Mantan Pangeran Jordan, Hamzah bin Hussein Dijadikan Tahanan Rumah

116

When there’s another royal family drama…

Apa, apa, apa? Meghan Markle ada apa lagi nih?
Not them, guys, tapi kita bakal ngomongin soal royal family yang ada di Arab, tepatnya di Jordania.
 
Who?
Raja Jordan. Gini, jadi over the weekend kemarin, mantan pangeran Jordan, Hamzah bin Hussein baru aja dijadikan tahanan rumah oleh pemerintahnya sendiri. Adapun alasan penahanannya adalah karena beliau disebut lagi menyusun rencana yang mengancam keamanan dan stabilitas negara.
 
Tapi…dia pangeran?
Iya, mantan. Jadi beliau ini anak dari Raja Hussein, pemimpin Jordania sebelumnya yang meninggal pada tahun 1999 karena kanker. Nah jadi, Raja Hussein ini punya empat istri, dan salah satu anak dari istri-istri tersebut adalah Pangeran Hamzah ini. Beliaulah yang sebenernya udah digadang-gadang bakal jadi penerus takhta raja dari ayahnya, secara doi kesayangan, tapi…
 
Tapi apa?
Tapi Raja Hussein kemudian menunjuk anak laki-laki tertuanya, Abdullah untuk jadi penggantinya. Hal ini karena waktu itu, Hamzah dianggap masih muda dan belum berpengalaman. Namun sebelum meninggal, Raja Hussein udah nitip pesen nih, sama Abdullah, biar Hamzah teteup jadi crown prince. Jadi doi emang yang seharusnya melanjutkan tahta setelah Raja Abdullah. Eventually, hal itu nggak kejadian, karena di tahun 2004,  Abdullah justru melepaskan titel pangeran dari Hamzah, dan lima tahun kemudian menjadikan anaknya sendiri, Prince Hussein, sebagai putera mahkota.
 
Feels like I am reading cerita 1001 malam…
Same. Nah, jadi up to this point clear ya guys, bahwa raja di Jordania saat ini adalah Raja Abdullah II, kakak tirinya Pangeran Hamzah.
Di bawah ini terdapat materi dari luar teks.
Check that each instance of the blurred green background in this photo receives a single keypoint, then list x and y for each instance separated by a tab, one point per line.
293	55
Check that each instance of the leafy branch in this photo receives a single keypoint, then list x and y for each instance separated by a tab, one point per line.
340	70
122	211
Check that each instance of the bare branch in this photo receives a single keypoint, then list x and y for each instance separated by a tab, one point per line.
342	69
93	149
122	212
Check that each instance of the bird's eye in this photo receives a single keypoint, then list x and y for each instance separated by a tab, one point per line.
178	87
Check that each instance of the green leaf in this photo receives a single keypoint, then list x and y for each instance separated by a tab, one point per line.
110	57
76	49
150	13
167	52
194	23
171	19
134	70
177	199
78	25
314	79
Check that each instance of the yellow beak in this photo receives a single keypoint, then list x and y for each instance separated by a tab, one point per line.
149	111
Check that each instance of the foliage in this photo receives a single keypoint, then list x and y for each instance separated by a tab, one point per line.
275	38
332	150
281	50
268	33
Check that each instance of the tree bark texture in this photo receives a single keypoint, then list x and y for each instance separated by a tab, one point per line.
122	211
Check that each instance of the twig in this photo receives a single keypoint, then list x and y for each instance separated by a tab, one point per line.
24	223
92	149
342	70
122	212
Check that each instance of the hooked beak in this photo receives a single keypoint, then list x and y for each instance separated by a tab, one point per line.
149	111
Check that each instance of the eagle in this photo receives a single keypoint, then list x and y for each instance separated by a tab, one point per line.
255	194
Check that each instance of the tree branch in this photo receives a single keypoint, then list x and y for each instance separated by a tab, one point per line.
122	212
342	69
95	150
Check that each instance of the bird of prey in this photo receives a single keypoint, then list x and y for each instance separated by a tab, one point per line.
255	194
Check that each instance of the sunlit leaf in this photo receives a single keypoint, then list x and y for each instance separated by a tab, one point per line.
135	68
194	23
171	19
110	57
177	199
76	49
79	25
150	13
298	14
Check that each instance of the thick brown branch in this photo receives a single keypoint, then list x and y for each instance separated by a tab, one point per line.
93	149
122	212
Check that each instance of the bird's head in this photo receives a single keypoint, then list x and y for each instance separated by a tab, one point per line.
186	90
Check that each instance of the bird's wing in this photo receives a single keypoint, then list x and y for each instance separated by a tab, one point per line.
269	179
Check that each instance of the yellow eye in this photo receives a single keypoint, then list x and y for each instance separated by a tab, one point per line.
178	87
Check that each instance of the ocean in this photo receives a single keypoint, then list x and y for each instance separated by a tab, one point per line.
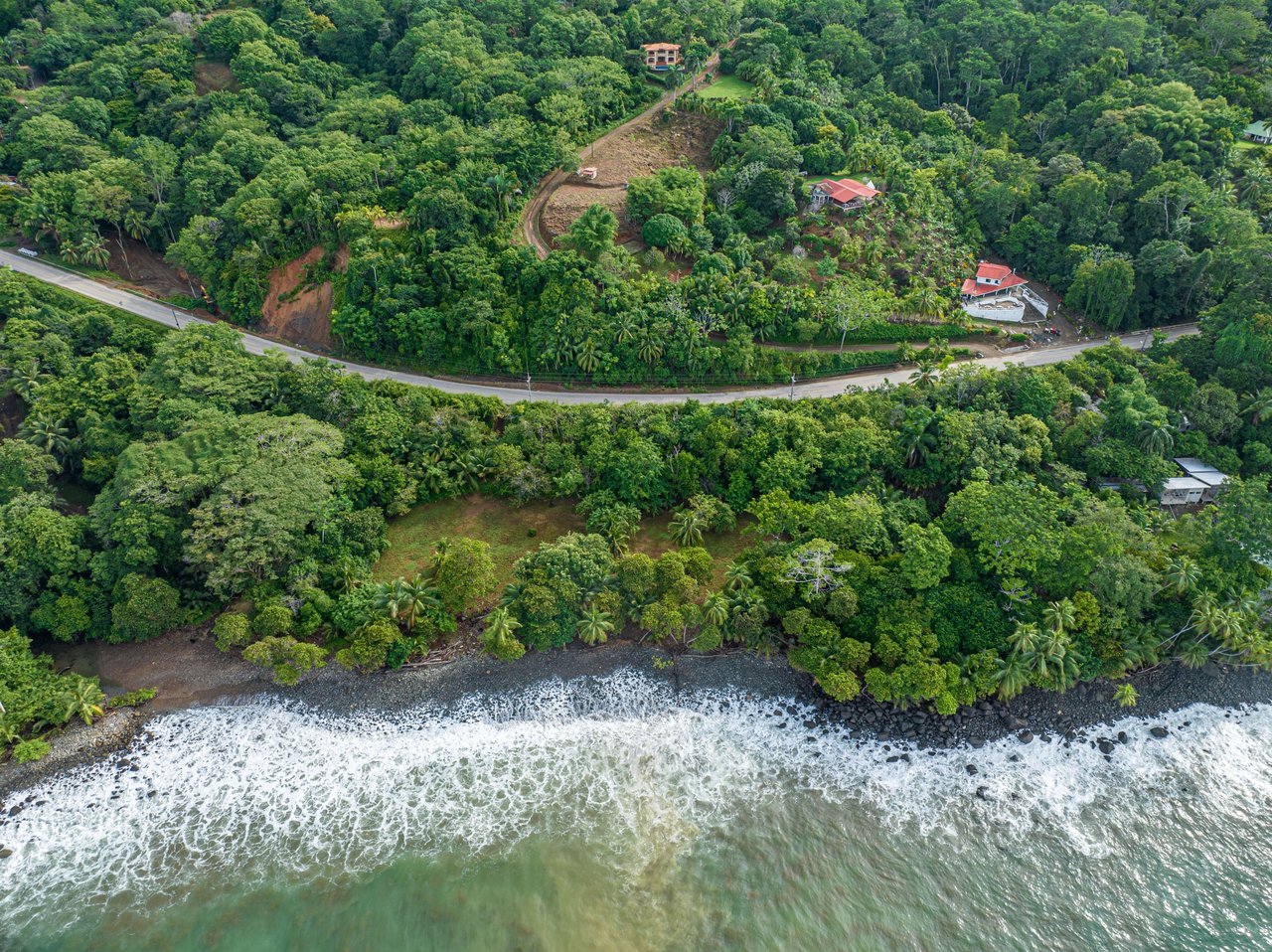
616	815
Nah balik lagi ke penahanannya, jadi emang pihak militer udah memutus sebagian besar akses komunikasi beliau. Hal ini karena menurut keterangan dari pihak militer, doi ikutan acara-acara yang dinilai mengkritik pemerintah, termasuk mengkritik Raja yang tengah menjabat saat ini, yang tak lain adalah kakak tirinya sendiri.
 
Emang mengkritik gimana sih?
Yhaa katanya sih Hamzah ini udah mulai ketemu sama kepala suku-kepala suku di Jordan untuk mendapat dukungan dalam melakukan kudeta atas pemerintahan sekarang. Beliau juga dibilang udah ada komunikasi sama pihak “asing” soal rencananya ini. Terkait dugaan tersebut, kakak tirinya aka raja yang menjabat aka Raja Abdullah sih katanya pengen menyelesaikan masalahnya secara kekeluargaan aja.
 
Tapi emang bener, doi mau kudeta?
Yha kalau dari keterangan videonya sih, Pangeran Hamzah menyangkal semua tuduhan. Menurutnya, yha emang kinerja pemerintahan Jordan aja yang buruk, nggak demokratis, dan korup. Beliau juga bilang bahwa sayang banget, karena negara yang tadinya paling maju dan terdepan di wilayah Arab dalam hal pendidikan, layanan kesehatan, dan kebebasan individu, kini jadi negara yang gampang banget menahan warganya sendiri.
 
Terus yang ditangkep doi aja?
Enggak, ada banyak guys, di antaranya ada mantan menteri keuangan, ahli ekonomi, hingga anggota istana lain yang juga masih keluarga raja. FYI, mereka semua ditahan per Sabtu (3/4) kemarin dengan alasan ‘keamanan’.
 
Well, any response from the military? 
Yep.  Pihak militer sih menyangkal pernyataan Hamzah dalam video yang direkamnya. Menurut mereka, Hamzah bukan ditahan di rumah, tapi dia cuma diminta untuk menghentikan aksi-aksinya yang bakal mempengaruhi stabilitas dan keamanan Jordan.
 
Got it. Anything else I should know?
Well, suasana yang mulai memanas di Jordan ini tentunya menarik perhatian banyak pihak, khususnya karena Jordania memang dikenal sebagai negara yang paling stabil secara politik di Semenanjung Arab. Terkait tensi ini, beberapa negara tetangga juga udah mulai speak up, di antaranya negara tetangga Arab Saudi yang bilang bahwa mereka selalu mendukung kebijakan yang diambil Raja Abdullah demi menjaga keamanan negaranya.